462 U.S. 696 (1983) — Supreme Court of the United States

Facts

DEA agents in Miami relayed information about Place, who was traveling with suspicious luggage, to DEA agents in New York. When Place arrived in New York, agents seized his luggage and held it for 90 minutes while awaiting a narcotics dog. The dog alerted; a warrant was obtained and drugs were found.

Issue

Whether the 90-minute seizure of Place’s luggage was an unreasonable seizure under the Fourth Amendment, and whether a canine sniff of luggage constitutes a search.

Holding

The 90-minute detention of the luggage was unreasonable and violated the Fourth Amendment; however, a trained narcotics dog’s sniff of luggage in a public place is not a “search” within the meaning of the Fourth Amendment.

Rule / Doctrine

A Terry-style investigative seizure of luggage is permissible, but only for a reasonable time and in the least intrusive manner.
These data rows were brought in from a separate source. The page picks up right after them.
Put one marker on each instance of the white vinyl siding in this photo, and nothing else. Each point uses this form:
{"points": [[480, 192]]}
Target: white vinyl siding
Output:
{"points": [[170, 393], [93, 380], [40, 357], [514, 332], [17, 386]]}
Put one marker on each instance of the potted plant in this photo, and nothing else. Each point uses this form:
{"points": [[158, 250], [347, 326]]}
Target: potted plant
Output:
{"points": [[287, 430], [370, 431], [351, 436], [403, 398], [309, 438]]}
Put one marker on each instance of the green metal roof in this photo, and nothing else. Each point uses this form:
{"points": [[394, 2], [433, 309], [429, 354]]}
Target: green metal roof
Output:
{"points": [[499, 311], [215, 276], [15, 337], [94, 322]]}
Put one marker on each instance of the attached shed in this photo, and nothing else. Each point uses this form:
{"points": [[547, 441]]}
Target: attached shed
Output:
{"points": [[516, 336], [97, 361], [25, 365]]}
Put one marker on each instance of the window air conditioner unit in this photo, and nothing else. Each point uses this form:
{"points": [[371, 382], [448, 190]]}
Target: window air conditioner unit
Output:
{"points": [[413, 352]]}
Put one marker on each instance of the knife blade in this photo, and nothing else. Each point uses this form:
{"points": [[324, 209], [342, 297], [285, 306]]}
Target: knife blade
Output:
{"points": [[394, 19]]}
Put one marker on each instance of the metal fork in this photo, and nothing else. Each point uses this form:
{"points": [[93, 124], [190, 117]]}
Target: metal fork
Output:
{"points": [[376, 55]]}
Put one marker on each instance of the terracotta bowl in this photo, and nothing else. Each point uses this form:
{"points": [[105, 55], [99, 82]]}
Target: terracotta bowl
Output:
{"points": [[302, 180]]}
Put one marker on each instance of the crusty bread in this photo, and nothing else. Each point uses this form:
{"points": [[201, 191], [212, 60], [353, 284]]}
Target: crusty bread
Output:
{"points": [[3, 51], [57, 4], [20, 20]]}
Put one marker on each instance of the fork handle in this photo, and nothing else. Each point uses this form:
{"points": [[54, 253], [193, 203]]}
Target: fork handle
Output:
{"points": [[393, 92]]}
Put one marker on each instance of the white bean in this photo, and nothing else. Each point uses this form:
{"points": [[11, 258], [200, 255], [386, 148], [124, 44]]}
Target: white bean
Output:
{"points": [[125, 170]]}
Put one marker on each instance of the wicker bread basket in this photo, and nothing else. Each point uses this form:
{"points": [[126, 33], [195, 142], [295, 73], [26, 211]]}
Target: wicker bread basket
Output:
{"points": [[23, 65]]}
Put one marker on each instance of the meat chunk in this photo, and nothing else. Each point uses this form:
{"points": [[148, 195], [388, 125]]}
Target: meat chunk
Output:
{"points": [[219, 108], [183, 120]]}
The 90-minute wait here was excessive and converted the seizure into a full seizure requiring probable cause. Separately, a dog sniff is not a search because it discloses only the presence or absence of contraband, not the contents of private compartments, and thus does not implicate a legitimate privacy interest.

Significance

Established two significant Fourth Amendment principles: (1) the temporal limits on Terry-style seizures of personal property; and (2) the rule that a trained narcotics dog sniff is not a Fourth Amendment search — a rule reaffirmed in Illinois v. Caballes (2005).